Том Аткинс замер, стараясь не привлекать внимания; он боялся, что следующим Киттредж толкнет его.
— Как ты мог не догадаться, что она мужик, Нимфа? — неожиданно спросил Киттредж. — Ты что, проглядел ее кадык или не заметил, какая она здоровенная?! За исключением сисек. Господи! Да как ты мог не понимать, что это мужик?!
— Может, я и понимал, — сказал я. (Слова вылетели сами собой, как порой случается с правдой.)
— Господи, Нимфа, — сказал Киттредж. Я увидел, что он дрожит; из неотапливаемого перехода тянуло холодом, а Киттредж был в одном полотенце. Непривычно было видеть Киттреджа уязвимым, но вот он стоял перед нами полуголый и дрожал от холода. Том Аткинс не был храбрецом, но даже Аткинс, видимо, почуял его уязвимость — и даже Аткинс смог на какую-то секунду набраться храбрости.
— Как ты мог не догадаться, что она борец?! — спросил Аткинс.

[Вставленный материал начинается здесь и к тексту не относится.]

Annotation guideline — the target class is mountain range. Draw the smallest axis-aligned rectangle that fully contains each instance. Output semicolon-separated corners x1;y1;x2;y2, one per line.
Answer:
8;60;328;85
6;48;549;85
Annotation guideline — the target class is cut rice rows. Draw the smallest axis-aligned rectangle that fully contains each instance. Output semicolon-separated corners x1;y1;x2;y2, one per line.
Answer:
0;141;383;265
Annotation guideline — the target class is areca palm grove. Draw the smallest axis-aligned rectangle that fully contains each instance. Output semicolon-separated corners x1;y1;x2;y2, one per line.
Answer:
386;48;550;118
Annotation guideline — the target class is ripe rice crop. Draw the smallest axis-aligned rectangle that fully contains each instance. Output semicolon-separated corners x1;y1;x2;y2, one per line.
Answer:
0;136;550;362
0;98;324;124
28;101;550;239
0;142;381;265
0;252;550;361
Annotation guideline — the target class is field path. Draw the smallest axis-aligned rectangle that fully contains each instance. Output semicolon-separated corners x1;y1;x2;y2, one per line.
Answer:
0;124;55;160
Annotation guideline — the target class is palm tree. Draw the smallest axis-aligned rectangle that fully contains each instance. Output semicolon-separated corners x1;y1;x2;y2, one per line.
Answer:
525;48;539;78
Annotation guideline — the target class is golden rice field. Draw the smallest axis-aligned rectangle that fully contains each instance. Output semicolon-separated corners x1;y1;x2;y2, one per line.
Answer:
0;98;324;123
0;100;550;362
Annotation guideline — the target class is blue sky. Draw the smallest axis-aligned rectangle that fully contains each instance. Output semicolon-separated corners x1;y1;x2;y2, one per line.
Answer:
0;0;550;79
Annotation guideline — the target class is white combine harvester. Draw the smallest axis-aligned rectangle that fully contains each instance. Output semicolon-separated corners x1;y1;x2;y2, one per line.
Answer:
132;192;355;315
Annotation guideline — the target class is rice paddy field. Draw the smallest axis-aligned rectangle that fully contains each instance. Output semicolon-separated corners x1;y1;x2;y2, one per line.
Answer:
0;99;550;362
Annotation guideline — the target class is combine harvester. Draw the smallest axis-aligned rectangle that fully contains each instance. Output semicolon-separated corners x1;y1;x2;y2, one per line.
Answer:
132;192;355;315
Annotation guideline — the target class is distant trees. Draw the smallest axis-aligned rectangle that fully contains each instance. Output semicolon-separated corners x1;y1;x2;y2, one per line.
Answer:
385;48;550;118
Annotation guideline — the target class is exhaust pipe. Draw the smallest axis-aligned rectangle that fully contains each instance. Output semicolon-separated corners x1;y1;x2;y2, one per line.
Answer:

Киттредж шагнул к нему, и Аткинс, снова испугавшись, отшатнулся и едва не упал. — Ты видел, какие у нее плечи, шея, руки?! — крикнул он Киттреджу.
— Мне пора, — сказал Киттредж. Он обращался ко мне — Аткинсу он отвечать не стал. Даже Том Аткинс видел, что самоуверенность Киттреджа пошатнулась.
Мы с Аткинсом смотрели, как Киттредж бежит по переходу; одной рукой он придерживал полотенце на поясе. Полотенце было маленькое — он обмотал его вокруг бедер, как короткую юбочку. Из-за полотенца Киттредж семенил, как девчонка.
— Билл, ты же не думаешь, что Киттредж может проиграть в этом сезоне, правда? — спросил Аткинс.
Как и Киттредж, я не ответил Аткинсу. Разве мог Киттредж проиграть матч в Новой Англии? Я очень хотел бы спросить об этом мисс Фрост — и далеко не только об этом.
Однажды наступает момент, когда ты устаешь от того, что с тобой обращаются как с ребенком, и тебе ужасно хочется поскорее вырасти; этот момент приходит неожиданно и быстро заканчивается — но он таит в себе опасность. В своем будущем романе (в одном из первых) я напишу: «Стремление к цели крадет детство. В тот момент, когда приходит желание стать взрослым — в любом смысле, — какая-то часть детства умирает». (Вероятно, я думал о своем желании стать писателем и заняться сексом с мисс Фрост, не обязательно именно в таком порядке.)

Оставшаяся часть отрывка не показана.